Direct optimization of interpolated features on multi-resolution voxel grids has emerged as a more efficient alternative to MLP-like modules. However, this approach is constrained by higher memory expenses and limited representation capabilities. In this paper, we introduce a novel dynamic grid optimization method for high-fidelity 3D surface reconstruction that incorporates both RGB and depth observations. Rather than treating each voxel equally, we optimize the process by dynamically modifying the grid and assigning more finer-scale voxels to regions with higher complexity, allowing us to capture more intricate details. Furthermore, we develop a scheme to quantify the dynamic subdivision of voxel grid during optimization without requiring any priors.
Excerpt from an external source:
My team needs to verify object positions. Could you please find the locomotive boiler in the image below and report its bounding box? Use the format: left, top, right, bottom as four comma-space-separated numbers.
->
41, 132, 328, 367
The proposed approach is able to generate high-quality 3D reconstructions with fine details on both synthetic and real-world data, while maintaining computational efficiency, which is substantially faster than the baseline method NeuralRGBD.

翻译：多分辨率体素网格上的插值特征直接优化已成为MLP类模块的更高效替代方案。然而，该方法受限于更高的内存开销和有限的表示能力。本文提出一种新型动态网格优化方法，用于融合RGB与深度观测的高保真三维表面重建。不同于对每个体素平等待，我们通过动态调整网格，将更精细尺度体素分配给复杂度更高的区域，从而捕捉更丰富的细节。此外，我们设计了一种无需任何先验知识即可在优化过程中量化体素网格动态细化的方案。该方法能在合成数据与真实数据上生成具有精细细节的高质量三维重建，同时保持计算效率——其速度显著优于基线方法NeuralRGBD。